First, let's fix tile_size to be a supported max subgroup size, for example 8, and ensure that this max subgroup size is chosen by using [[intel::reqd_sub_group_size(tile_size)]]. Then condition 1 is fulfilled immediately.

Then, to fulfill condition 2, you can, if needed, pad your matrices before computation so that K and N are multiples of tile_size and then extract appropriate submatrix from the result. I'd recommend doing this if you'd rarely (or never) have to do this padding (in particular, if you can work with padded matrices without padding/unpadding them often). However, if you want your algorithm to directly work for arbitrary matrix sizes, we need to slightly change the kernel, and thus get rid of condition 2, as described below.

To make arbitrary K work (assuming N is still divisible by tile_size, thus workgroup/subgroup sizes and max workgroup/subgroup sizes are all equal to tile_size), note that on the last iteration of k-loop there may be (if K isn't divisible by tile_size) less than tile_size elements of a left, yet all work items in the subgroup (with respective i) access this incomplete "tile". This results in out-of-bounds access when calculating tile_a. Also there are redundant t-loop iterations, since each of them corresponds to multiplying by one a element in the current tile, which is smaller than tile_size. We can avoid it like this:

for( int k = 0; k < K; k += tile_size )
{
  const int a_tile_size = std::min(tile_size, K - k);
  const int tile_a = i < a_tile_size ? matrix_a[m * K + k + i] : 0;

  for( int t = 0; t < a_tile_size; ++t )
    sum += sycl::group_broadcast( sg, tile_a, t ) * 
           matrix_b[(k + t) * N + n];
}
matrix_c[m * N + n] = sum;

With this, to also make arbitrary N work, we have 2 options:

Round nd_range global size up to be divisible by 1 x tile_size, i.e., sycl::nd_range< 2 >{ { M, (N + tile_size - 1) / tile_size * tile_size }, { 1, tile_size } }. Then some n in the kernel are out of bounds for matrices b and c, so we have to defend against that:

for( int k = 0; k < K; k += tile_size )
{
  const int a_tile_size = std::min(tile_size, K - k);
  const int tile_a = i < a_tile_size ? matrix_a[m * K + k + i] : 0;

  for( int t = 0; t < a_tile_size; ++t )
    sum += sycl::group_broadcast( sg, tile_a, t ) * 
           (n < N ? matrix_b[(k + t) * N + n] : 0);
}
if (n < N)
  matrix_c[m * N + n] = sum;

Leave nd_range as it is and allow remainder workgroup size (and thus, equal to it, its sole subgroup size denoted sg_size below) to be less than tile_size. Then, in these subgroups, we need to handle a tiles sized sg_size and remainders (that's why we made fix for arbitrary K first, otherwise we'd need to rely on K being divisible by sg_size here):

const int sg_size = sg.get_local_range()[0];
for( int k = 0; k < K; k += sg_size )
{
  const int a_tile_size = std::min(sg_size, K - k);
  const int tile_a = i < a_tile_size ? matrix_a[m * K + k + i] : 0;

  for( int t = 0; t < a_tile_size; ++t )
    sum += sycl::group_broadcast( sg, tile_a, t ) * // No UB because t < sg_size
           matrix_b[(k + t) * N + n];
}
matrix_c[m * N + n] = sum;

The changes in these 2 variants are orthogonal, but there's no need to apply them both. For "remainder" columns of b (if any) work items of corresponding subgroups (there will be M such subgroups, each corresponding to multiplying 1 row of a by these columns, each column having a dedicated work item) will each execute K iterations of the inner t-loop. In variant 1, these iterations have an additional check for n < N, which will likely cause worse performance, while variant 2 doesn't suffer from this, but requires non-uniform workgroup sizes, which your GPU doesn't support.
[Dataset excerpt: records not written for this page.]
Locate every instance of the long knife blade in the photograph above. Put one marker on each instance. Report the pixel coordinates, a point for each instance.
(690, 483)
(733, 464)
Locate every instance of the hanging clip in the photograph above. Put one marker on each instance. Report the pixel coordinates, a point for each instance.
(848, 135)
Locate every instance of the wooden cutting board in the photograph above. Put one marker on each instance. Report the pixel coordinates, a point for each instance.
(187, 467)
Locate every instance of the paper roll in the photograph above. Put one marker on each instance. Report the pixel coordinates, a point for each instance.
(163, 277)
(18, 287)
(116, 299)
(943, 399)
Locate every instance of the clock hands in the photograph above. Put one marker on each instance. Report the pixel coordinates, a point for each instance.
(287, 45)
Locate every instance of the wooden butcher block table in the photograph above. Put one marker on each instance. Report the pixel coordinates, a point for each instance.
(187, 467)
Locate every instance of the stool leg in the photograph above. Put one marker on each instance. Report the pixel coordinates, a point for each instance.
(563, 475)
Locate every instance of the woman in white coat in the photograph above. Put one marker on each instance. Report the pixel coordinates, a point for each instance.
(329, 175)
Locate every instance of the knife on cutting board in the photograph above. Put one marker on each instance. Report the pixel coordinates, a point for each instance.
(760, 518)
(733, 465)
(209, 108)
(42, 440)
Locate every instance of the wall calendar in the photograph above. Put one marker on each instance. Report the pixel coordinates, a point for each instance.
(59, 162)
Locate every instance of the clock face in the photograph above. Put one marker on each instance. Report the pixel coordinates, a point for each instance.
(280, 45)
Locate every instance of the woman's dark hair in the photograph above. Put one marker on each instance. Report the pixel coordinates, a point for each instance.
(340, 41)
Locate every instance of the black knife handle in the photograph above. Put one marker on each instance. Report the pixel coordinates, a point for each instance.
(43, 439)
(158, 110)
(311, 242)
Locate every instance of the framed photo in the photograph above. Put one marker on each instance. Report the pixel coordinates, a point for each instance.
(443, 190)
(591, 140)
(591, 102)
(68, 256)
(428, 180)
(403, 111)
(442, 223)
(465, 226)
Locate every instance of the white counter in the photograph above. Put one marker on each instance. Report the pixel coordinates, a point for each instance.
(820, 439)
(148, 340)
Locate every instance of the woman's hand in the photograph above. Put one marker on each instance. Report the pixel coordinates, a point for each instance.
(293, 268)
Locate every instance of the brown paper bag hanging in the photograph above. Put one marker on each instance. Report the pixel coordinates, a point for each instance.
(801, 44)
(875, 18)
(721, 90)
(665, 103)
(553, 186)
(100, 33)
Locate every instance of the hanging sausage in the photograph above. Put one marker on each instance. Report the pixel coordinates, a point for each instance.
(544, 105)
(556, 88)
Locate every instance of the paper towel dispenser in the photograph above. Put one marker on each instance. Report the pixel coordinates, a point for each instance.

Finally, note that if you choose variant 2, there's only 1 thing still making condition 1 a neccessity. If we properly define i as index within subgroup (i.e., sg.get_local_linear_id()) rather than index within workgroup, the code will work for any workgroup and subgroup sizes, but it's best to make max workgroup size a multiple of max subgroup size to avoid unneccesary remainder subgroups.